Montag, 12. Dezember 2016

Abgewählt

Er war schon mehrmals Minister gewesen, in mehreren verschiedenen Regierungen und unter mehreren Premierministern bevor ihn –nach einer erneuten Regierungskriese—der alte Staatspräsident ins Präsidialsamt einlud und ihm auftrug, mit der Bildung einer neuen Regierung zu beginnen. Endlich war es so weit, hatte er doch in all den Jahren viele Kröten schlucken  und viele Male seine Meinung ändern müssen. Im französischen sagt man dazu sehr bezeichnend „retourner sa veste „ sein Sacco umdrehen! Nun hatte er es geschafft selbst Regierungschef zu sein und somit endlich die anderen zu Marionetten zu machen.

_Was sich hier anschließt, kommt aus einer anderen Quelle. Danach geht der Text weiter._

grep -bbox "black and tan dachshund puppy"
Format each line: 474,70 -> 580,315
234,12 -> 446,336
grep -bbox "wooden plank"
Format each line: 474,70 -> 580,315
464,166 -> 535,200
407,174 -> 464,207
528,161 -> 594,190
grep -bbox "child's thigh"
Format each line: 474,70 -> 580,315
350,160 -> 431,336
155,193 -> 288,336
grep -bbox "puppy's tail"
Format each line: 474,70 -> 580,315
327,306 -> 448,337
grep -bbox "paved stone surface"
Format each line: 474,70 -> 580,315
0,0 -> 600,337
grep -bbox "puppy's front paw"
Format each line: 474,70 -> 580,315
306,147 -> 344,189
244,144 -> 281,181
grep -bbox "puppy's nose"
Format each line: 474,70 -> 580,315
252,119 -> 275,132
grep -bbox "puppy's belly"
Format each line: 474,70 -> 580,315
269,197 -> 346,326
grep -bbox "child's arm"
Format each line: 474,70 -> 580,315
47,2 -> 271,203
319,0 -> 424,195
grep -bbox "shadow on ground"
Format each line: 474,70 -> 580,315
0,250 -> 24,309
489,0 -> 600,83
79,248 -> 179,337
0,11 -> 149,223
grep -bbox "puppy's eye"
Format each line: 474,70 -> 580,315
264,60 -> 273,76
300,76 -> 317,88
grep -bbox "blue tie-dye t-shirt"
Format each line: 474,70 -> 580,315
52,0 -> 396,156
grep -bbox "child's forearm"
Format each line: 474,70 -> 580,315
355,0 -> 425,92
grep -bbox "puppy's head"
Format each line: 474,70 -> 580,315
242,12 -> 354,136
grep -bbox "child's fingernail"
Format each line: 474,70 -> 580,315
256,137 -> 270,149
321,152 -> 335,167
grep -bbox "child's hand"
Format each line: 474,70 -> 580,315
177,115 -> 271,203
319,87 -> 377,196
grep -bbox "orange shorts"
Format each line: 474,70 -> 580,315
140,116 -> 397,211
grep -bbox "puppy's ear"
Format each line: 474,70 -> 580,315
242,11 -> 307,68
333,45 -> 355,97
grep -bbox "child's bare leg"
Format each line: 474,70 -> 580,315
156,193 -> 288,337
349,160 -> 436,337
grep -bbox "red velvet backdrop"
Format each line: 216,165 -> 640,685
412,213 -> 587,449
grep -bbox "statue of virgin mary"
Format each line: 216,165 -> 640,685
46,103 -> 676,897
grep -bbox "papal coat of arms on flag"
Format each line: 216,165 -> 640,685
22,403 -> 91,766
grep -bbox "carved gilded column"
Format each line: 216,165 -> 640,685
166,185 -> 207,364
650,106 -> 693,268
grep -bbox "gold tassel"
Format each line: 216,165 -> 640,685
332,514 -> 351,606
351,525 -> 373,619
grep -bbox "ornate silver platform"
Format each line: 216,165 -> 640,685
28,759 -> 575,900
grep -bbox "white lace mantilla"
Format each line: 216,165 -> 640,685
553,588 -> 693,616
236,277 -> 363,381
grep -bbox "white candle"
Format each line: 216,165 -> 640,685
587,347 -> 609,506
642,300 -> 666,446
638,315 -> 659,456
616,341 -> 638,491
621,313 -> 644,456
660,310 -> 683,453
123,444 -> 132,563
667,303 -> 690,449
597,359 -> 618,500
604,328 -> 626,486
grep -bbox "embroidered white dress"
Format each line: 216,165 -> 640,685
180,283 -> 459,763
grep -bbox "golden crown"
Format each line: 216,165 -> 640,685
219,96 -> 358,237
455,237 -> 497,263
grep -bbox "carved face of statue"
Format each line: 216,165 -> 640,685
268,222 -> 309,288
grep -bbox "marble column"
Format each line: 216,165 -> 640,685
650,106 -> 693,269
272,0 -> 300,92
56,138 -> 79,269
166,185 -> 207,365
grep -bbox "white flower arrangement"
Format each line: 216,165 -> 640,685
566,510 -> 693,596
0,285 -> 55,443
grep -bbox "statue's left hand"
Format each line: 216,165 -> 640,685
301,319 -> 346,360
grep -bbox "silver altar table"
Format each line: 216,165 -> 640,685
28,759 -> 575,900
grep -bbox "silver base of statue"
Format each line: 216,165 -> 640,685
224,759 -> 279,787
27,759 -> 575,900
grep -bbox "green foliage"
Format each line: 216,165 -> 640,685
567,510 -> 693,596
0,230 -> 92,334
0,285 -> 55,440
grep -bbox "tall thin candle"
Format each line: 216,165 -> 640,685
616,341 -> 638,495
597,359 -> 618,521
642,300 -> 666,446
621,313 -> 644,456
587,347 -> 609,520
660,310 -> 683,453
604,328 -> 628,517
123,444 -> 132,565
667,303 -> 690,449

Schon fast drei Jahre dauerte es nun schon, dass er mit seiner Frau, die das Rampenlicht mehr noch als die Luft zum Atmen brauchte, bei jeder Premiere in Theater, Konzert und Oper erschien. Er konnte—als Regierungschef—einfach an der Eintrittskontrolle vorbei zur Präsidial-Loge gehen und sich an allen Ehrenbezeugungen, die ihm und seiner Frau entgegengebracht wurden, ergötzen.
Und dann hatte er eine Volksbefragung über eine Verfassungsänderung—die ihm mehr Befugnisse geben und seine Macht-Position als Regierungschef sichern sollte,  anberaumt. Siegessicher wartete er auf den Ausgang der Abstimmung, denn er wusste genau, je mehr Jastimmen desto sicherer wird sein  Premier-Minister-Posten!
 Dann kam der Sprecher der Wahlkommission und sagte fast flüsternd fünfundsiebzig Prozent Gegenstimmen. Jetzt erst sah unser desavouierter Premier ein, dass er diese Volksbefragung mindestens implizit an sein politisches Überleben gekoppelt hatte.
Als er am nächsten Abend, mit seiner Frau zusammen zur Premiere ins Opernhaus ging, wurde ihm Wagners Götterdämmerung  nicht einmal zum Schwanengesang —denn er wurde nicht mehr devot begrüsst sondern um seine Eintrittskarte gebeten, die er natürlich nicht vorweisen konnte. Mit seiner vor Wut schäumenden Ehefrau verliess er fluchtartig das Theater-Foyer nur um der Masse der Fotoreporter in die Arme zu laufen.